Heh. Sorry. That first sentence came across a bit too: “In this essay, I will…” But I guess that is what this piece is. Not an essay, per se. But me putting forth an argument in favor of a debut album that I think deserves more love and respect. I’m not saying it doesn’t get either of those things, mind you. I just think it deserves more.

 

Let’s first look at The Cars through the lens of the big Boston rock acts of the 1970s. Aerosmith dropped their debut album in 1973. Two years later, they were already three albums deep and officially on the map with that third album, Toys in the Attic. Alongside the J. Geils Band, Aerosmith were arguably the second biggest rock band in Boston in the ’70s.

 

That’s because Boston was the biggest rock band in Boston in the ’70s. Their debut took the city and the country and the whole damn world by storm in the summer of 1976, breaking sales records in the process. Boston became the biggest-selling debut album of all time at the time and has since gone on to 17x platinum status in the U.S., and diamond status in Canada.

 

The Cars Debut Album: Revisiting a Boston Rock Classic

Such was the scene that The Cars came into with their debut in June of ’78. But the band had a leg up on their Boston contemporaries. The weren’t just a rock band. They were a new wave band, at a time when new wave was the buzziest music style here or across the pond. Because, let’s face it, by mid-1978, disco had lost a lot of its luster.

 

Rock or new wave or whatever the sub-genre, none if it matters if you don’t have the songs to back it up. And The Cars had the songs to back it up. And that’s kind of my point here. Pound for pound, I’ll take The Cars over Aerosmith 100 times out of 100. Hell, I’ll take it over any debut album by any ’70s-era Boston band. Except Boston. That’s a perfect album.
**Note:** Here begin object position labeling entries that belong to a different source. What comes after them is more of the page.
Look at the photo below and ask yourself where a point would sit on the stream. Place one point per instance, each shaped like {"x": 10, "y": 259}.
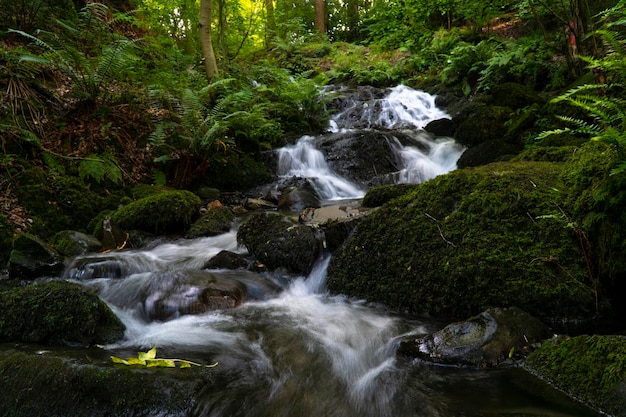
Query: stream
{"x": 292, "y": 349}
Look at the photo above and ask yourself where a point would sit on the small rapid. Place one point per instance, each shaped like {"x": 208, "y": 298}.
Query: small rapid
{"x": 285, "y": 346}
{"x": 418, "y": 158}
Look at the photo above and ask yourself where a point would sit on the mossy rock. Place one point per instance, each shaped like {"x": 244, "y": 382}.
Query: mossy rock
{"x": 469, "y": 240}
{"x": 591, "y": 369}
{"x": 490, "y": 151}
{"x": 596, "y": 201}
{"x": 57, "y": 313}
{"x": 280, "y": 242}
{"x": 485, "y": 124}
{"x": 46, "y": 385}
{"x": 378, "y": 196}
{"x": 165, "y": 213}
{"x": 33, "y": 258}
{"x": 73, "y": 243}
{"x": 215, "y": 221}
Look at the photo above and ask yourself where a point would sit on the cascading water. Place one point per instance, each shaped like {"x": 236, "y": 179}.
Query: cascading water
{"x": 402, "y": 109}
{"x": 285, "y": 347}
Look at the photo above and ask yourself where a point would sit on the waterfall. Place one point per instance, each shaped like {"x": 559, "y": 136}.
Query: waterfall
{"x": 285, "y": 346}
{"x": 403, "y": 109}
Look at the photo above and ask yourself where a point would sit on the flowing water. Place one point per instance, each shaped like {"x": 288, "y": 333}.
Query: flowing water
{"x": 290, "y": 348}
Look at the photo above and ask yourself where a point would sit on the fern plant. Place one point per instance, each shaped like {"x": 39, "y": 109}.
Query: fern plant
{"x": 90, "y": 76}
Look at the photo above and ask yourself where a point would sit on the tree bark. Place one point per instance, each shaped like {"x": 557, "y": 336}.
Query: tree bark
{"x": 270, "y": 22}
{"x": 206, "y": 43}
{"x": 320, "y": 16}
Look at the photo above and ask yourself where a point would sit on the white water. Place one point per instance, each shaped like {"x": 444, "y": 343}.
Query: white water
{"x": 403, "y": 108}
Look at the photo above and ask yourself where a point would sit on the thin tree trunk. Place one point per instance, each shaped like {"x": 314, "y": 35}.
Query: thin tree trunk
{"x": 270, "y": 22}
{"x": 206, "y": 43}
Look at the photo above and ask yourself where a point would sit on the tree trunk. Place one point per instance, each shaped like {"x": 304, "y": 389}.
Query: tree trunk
{"x": 270, "y": 22}
{"x": 320, "y": 16}
{"x": 210, "y": 63}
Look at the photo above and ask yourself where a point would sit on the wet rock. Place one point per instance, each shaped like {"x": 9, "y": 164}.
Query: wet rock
{"x": 337, "y": 222}
{"x": 227, "y": 260}
{"x": 441, "y": 127}
{"x": 215, "y": 220}
{"x": 73, "y": 243}
{"x": 57, "y": 313}
{"x": 32, "y": 258}
{"x": 487, "y": 339}
{"x": 298, "y": 198}
{"x": 258, "y": 204}
{"x": 279, "y": 241}
{"x": 171, "y": 294}
{"x": 164, "y": 213}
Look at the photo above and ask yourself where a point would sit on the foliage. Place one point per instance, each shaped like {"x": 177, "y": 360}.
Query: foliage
{"x": 149, "y": 359}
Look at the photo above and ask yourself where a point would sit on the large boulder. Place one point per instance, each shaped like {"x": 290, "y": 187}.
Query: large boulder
{"x": 469, "y": 240}
{"x": 280, "y": 242}
{"x": 57, "y": 313}
{"x": 588, "y": 368}
{"x": 487, "y": 339}
{"x": 217, "y": 219}
{"x": 164, "y": 213}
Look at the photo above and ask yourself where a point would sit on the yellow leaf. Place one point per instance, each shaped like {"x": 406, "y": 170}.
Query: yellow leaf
{"x": 115, "y": 359}
{"x": 135, "y": 361}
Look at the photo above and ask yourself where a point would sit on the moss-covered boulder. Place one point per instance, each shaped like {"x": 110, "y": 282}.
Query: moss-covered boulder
{"x": 487, "y": 339}
{"x": 57, "y": 313}
{"x": 469, "y": 240}
{"x": 33, "y": 258}
{"x": 280, "y": 242}
{"x": 164, "y": 213}
{"x": 485, "y": 124}
{"x": 46, "y": 385}
{"x": 591, "y": 369}
{"x": 73, "y": 243}
{"x": 215, "y": 221}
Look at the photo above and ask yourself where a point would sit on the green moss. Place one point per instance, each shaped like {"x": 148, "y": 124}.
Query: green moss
{"x": 589, "y": 368}
{"x": 167, "y": 212}
{"x": 215, "y": 221}
{"x": 38, "y": 385}
{"x": 470, "y": 240}
{"x": 57, "y": 312}
{"x": 378, "y": 196}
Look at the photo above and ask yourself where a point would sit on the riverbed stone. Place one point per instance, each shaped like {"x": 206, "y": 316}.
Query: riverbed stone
{"x": 485, "y": 340}
{"x": 279, "y": 241}
{"x": 57, "y": 313}
{"x": 214, "y": 221}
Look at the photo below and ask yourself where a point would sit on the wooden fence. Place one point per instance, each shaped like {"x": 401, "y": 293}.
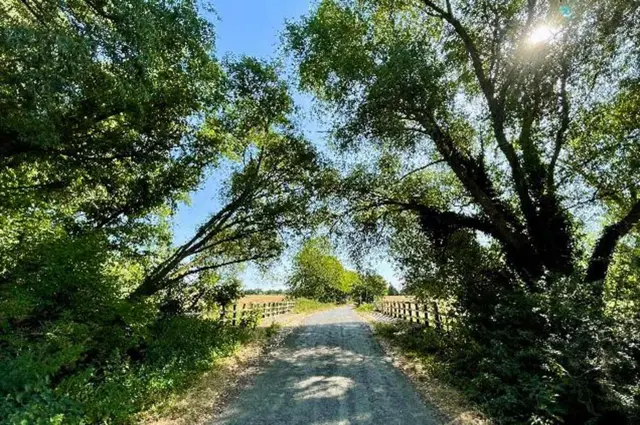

I mean, look at this lineup:

The Cars Debut Album (back cover)

 

A half-dozen bona-fide hits, with three deep cuts that would be hits on a lesser album. So put some more respect on The Cars. And enjoy a few of my personal favorite cuts from the album below.

 

  • "Good Times Roll"

    Leading off with the song that tells you what to expect is a boss move.

  • "My Best Friend's Girl"

    A love song that’s actually a love-lost song. And one of the best of that style of that era.

  • "Just What I Needed"

    “Hi. We’re The Cars. We have two lead singers, both of whom are better than your one lead singer. Bow to us.”

  • "Moving In Stereo"

    There’s a reason this song was chosen for this scene.

  • "All Mixed Up"

    Imagine having an album so chock-full of amazing songs you have to put this one LAST?!